イエスの生涯と宣教
誇り高い人々とへりくだった人々
バプテスマを施す人ヨハネの徳について触れたのち,イエスはご自分の周りにいる,誇り高くて気まぐれな人々に注意を向け,こう言明されます。「この世代……は,幼子たちが市の立つ広場に座って,自分の遊び仲間に叫ぶのに似ています。こう言うのです。『あなたたちのためにフルートを吹いたのに,あなたたちは踊らなかった。わたしたちが泣き叫んだのに,あなたたちは身をたたいて悲しまなかった』」。
イエスは何のことを言っておられるのですか。イエスはこのように説明されます。「ヨハネが来て食べたり飲んだりしないと,『彼には悪霊がいる』と人々は言い,人の子が来て食べたり飲んだりすると,『見よ,食い意地の張った,ぶどう酒にふける男,収税人や罪人たちの友』と言います」。
人々を満足させることはできません。彼らを喜ばせるものは何もありません。ヨハネは,み使いが「彼はぶどう酒や強い酒をいっさい飲んではならない」と布告したとおり,ナジル人として自制のいる厳しい生活を送っていました。ところが,ヨハネは悪霊につかれていると人々は言います。一方,イエスはほかの人たちのように生活し,少しも苦行をしないので,節度がないと非難を受けます。
人々を喜ばせるのは何と難しいのでしょう。彼らは遊び仲間に似ています。ある遊び仲間は,ほかの子供たちがフルートを吹くときに踊って答えることも,仲間たちが泣き叫ぶときに悲しみを表わすこともしません。それでもイエスは,「知恵はその働きによって義にかなっていることが示されるのです」と言われます。そうです,証拠となる働きによって,ヨハネとイエスにもたらされている非難は偽りであることが明らかにされるのです。

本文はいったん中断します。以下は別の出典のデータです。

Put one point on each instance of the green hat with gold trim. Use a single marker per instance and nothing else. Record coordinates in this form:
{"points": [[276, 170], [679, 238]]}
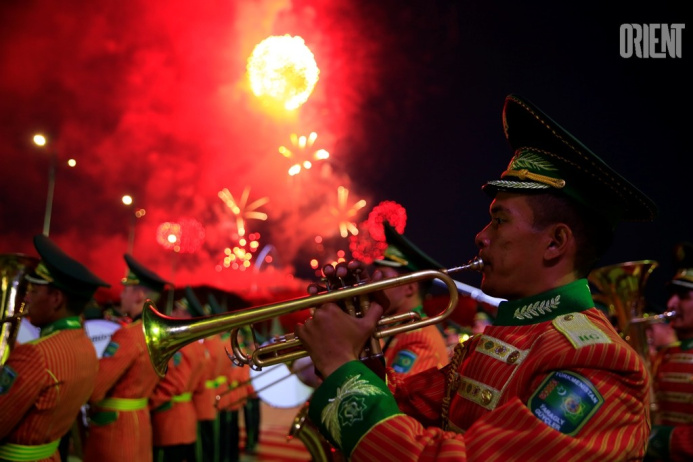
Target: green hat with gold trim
{"points": [[548, 158], [402, 253], [140, 275], [683, 258], [62, 271]]}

続いてイエスは,コラジン,ベツサイダ,カペルナウムの都市を非難なさいます。イエスはこの三つの都市で強力な業の多くを行なっておられました。ティルスやシドンのようなフェニキア人の都市でこうした業を行なっていたなら,それらの都市は粗布と灰の中で悔い改めていたであろう,とイエスは言われます。また,イエスの宣教期間を通じてイエスの本拠地であったと思われるカペルナウムを罪に定め,「裁きの日には,あなたよりソドムの地のほうが耐えやすいでしょう」と言明されます。
イエスはどのような意味でそう言われたのでしょうか。イエスは,裁きの日にカペルナウムの誇り高い人々が復活させられ,自らの過ちを認めてキリストを受け入れるのは,古代のソドムの人々が復活させられ,謙遜に悔い改めて義を学ぶよりも難しいことを示しておられるようです。
次にイエスは,天の父を公に賛美されます。イエスがそうするよう望まれるのは,神が尊い霊的な真理を,賢くて知能のたけた者たちから隠し,へりくだった人々,いわばみどりごたちにそれらの驚くべき事柄を啓示しておられるからです。
最後にイエスは,心に訴える招待を差し伸べられます。「すべて,労苦し,荷を負っている人よ,わたしのところに来なさい。そうすれば,わたしがあなた方をさわやかにしてあげましょう。わたしのくびきを負って,わたしから学びなさい。わたしは気質が温和で,心のへりくだった者だからです。あなた方は自分の魂にとってさわやかなものを見いだすでしょう。わたしのくびきは心地よく,わたしの荷は軽いのです」。
イエスはさわやかさをどのように与えてくださるのですか。宗教指導者たちが人々に負わせてきた,人を隷属させる伝統からの自由をもたらすことによってそうしてくださるのです。例えばその中には,安息日を守るための厳格な規定が含まれます。イエスはまた,政治権力の支配から来るひどい重圧や,良心をさいなむ罪の重圧を感じている人々に安らぎの道を示し,それらの苦しむ人々に,罪が許される方法や,神との貴重な関係を享受する方法を明らかにされます。
イエスが与える心地よいくびきとは,神への全き献身のくびきのことで,同情心に富み,憐れみ深い天の父に仕えることを可能にします。そして,イエスがご自分のもとに来る人々に与える軽い荷とは,命を得るための神のご要求である神のおきてに従うことで,それは少しも重荷とはなりません。マタイ 11:16-30。ルカ 1:15; 7:31-35。ヨハネ第一 5:3。
◆ イエスの世代は子供たちにどのように似ていますか。
◆ カペルナウムよりソドムのほうが耐えやすいのはなぜですか。
◆ 人々はどのように重荷を負わされていますか。また,イエスはどのような安らぎをお与えになりますか。